A Brief History of Non-English Fonts in X-talk

Mark Mitchell cowhead at me.com
Wed Oct 30 16:05:34 EDT 2013


A Brief History of Non-English Fonts in X-talk:

First, there was Hypercard in Mac OS9.  Oh, it was an amazing thing!  You could type in Japanese, you could replaceText, you could move text around, you could move single characters of text around!  And you could do this on an English system using a "Japanese Language Kit"…..  Life was beautiful.  Life was good.

Then, Soon, you no longer need the "language kit".  Apple incorporated all languages into the OS.  And guess what?? Everything still worked!  Exactly as before!  You could do ANYTHING with non-english characters and it JUST worked!  Life was beautiful.  Life was good.

Then came SuperCard, which introduced integrated color and stuff that we wanted.  And guess what?  You could STILL do anything you wanted with non-English scripts!  But, the whole system was a bit clumsy and not too pleasing.  But still, life was OK.  No problem.

Then came Meta-card.  I don't remember if Meta-card handled Japanese or non-english or not.  I think it did.  I think all was OK.

Then came Revolution.  Revolution Beta.  I think the non-English was OK.  And it was a great product.  Much better than Supercard or Metacard… So we waited for the Japanese and thought… life is OK.  It will get better.

Then came Revolution proper.  We spent hundreds of dollars on it.  We bought every different configuration of licenses that they could come up with!  Licence only good for the full moon?? We bought it!  Licence you could use but not tell anyone about?  We bought it!  Licence you could only stand up to code?? We friggin' bought it!  But each time, the non-english font handling just got worse.  You couldn't do ANYTHING with non-english fonts… until…..

Revolution 2.0!  Now, we finally had Unicode support!  Of course, we had to buy a new license to get it.  This one requiring that we pinch our nose while we code, but still we had Unicode!  The world was our oyster… our… rotten oyster… because.. yeah.. .it didn't work…not very well.. The world  kind of sucked…

Then, there was Revolution 2.5!  Now we could actually manipulate non-english text!  All we had to do was write incredibly convoluted code, like "set the unicodetext of field 1 to item 3 of field 2" (Of course, we had to do this while standing on one leg and holding our noses, as our license only permitted this) AND there was no way to change selected chunks of a text or field or property.  Can I just change the first word?  Sorry!  Out of luck!  Ah!  Are you using both legs!!  Shame on you!  Life sucked, but we paid anyway, as the product was getting better and we were getting used to one leg and no nose.
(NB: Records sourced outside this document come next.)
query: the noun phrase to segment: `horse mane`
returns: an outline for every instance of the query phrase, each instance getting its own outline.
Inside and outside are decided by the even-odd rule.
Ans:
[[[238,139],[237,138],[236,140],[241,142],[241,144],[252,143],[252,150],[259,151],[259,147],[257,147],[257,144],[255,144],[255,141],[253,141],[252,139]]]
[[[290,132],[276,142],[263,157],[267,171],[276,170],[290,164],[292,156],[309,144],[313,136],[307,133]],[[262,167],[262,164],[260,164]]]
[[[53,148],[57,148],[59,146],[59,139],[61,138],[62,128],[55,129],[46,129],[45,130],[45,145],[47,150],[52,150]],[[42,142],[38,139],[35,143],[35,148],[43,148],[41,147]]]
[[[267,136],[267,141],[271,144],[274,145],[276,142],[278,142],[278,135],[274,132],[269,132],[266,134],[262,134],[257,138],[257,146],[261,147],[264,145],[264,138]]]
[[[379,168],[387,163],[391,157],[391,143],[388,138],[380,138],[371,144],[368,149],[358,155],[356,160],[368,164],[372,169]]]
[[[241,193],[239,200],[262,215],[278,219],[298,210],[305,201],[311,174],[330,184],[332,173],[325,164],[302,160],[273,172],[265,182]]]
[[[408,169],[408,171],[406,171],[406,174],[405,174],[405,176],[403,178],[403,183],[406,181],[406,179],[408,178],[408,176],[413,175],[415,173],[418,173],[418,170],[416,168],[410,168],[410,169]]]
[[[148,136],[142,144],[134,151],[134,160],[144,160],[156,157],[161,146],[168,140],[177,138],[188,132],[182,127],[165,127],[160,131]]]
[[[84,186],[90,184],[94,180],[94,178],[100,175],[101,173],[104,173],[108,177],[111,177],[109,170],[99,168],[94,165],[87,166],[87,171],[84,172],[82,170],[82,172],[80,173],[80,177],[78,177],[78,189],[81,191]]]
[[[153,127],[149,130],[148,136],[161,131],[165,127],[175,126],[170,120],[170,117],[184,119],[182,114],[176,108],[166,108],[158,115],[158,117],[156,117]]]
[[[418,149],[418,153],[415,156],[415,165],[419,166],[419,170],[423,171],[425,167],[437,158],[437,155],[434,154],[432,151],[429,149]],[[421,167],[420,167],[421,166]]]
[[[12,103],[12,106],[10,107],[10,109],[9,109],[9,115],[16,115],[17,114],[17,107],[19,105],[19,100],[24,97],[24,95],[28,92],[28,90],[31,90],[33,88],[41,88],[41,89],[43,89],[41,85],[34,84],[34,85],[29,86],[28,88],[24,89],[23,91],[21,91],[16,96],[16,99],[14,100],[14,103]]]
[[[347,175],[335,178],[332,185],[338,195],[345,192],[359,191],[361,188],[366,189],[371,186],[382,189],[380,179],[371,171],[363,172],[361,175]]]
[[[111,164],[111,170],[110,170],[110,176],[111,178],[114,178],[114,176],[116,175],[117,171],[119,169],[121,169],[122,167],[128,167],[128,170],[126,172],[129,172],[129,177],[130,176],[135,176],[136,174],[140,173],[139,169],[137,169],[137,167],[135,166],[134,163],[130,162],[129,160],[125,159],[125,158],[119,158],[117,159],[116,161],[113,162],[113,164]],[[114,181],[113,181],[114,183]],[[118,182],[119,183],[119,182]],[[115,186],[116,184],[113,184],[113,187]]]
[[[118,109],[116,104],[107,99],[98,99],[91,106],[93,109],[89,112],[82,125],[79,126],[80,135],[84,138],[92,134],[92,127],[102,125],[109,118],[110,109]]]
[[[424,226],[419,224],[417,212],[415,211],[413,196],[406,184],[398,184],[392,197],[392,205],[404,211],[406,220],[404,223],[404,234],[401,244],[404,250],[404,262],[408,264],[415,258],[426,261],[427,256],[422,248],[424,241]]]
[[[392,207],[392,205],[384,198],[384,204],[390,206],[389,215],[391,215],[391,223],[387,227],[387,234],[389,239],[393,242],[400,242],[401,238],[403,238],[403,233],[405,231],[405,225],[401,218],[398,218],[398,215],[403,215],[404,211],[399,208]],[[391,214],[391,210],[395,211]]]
Then came Revolution 4.5!  The big update that was to solve all of our problems.  People had been talking about it on the forum.  This is what we were waiting for!  And, in fact, life DID get better…  the program didn't crash when using the wrong font with unicode.  That IS better.  But… still no non-English "file names" And still no manipulating 2 byte characters except 1 byte at a time.  Still convoluted as hell.  Life still pretty much sucks.

Then, comes Livecode!  And guess what?  We don't have to buy it! And if we did, we wouldn't have any idea what to buy!  It's this new weird thing!  Why the hell did I spend all my money before??  Can I stop pinching my nose now??  And so we download the latest version and tried an old stack that changes file names…  doesn't work…. why not??  Ahh… the filenames have some Japanese in them.  So we start playing with the unicode and guess what?? It works worse than before!  It's actually gotten worse!  

So, 23 years after Hypercard could do it all, 23 YEARS!! and 13 years after Revolution-Livecode could NOT do it… for the non-english font users, life still sucks, and sucks badly.  

If it was done so well in Hypercard… is it really that hard?? 

(Note:  I still endorse Livecode and think it is an excellent product, I just have problems understanding why 23 years later, it still cannot do what Hypercard could do so well.)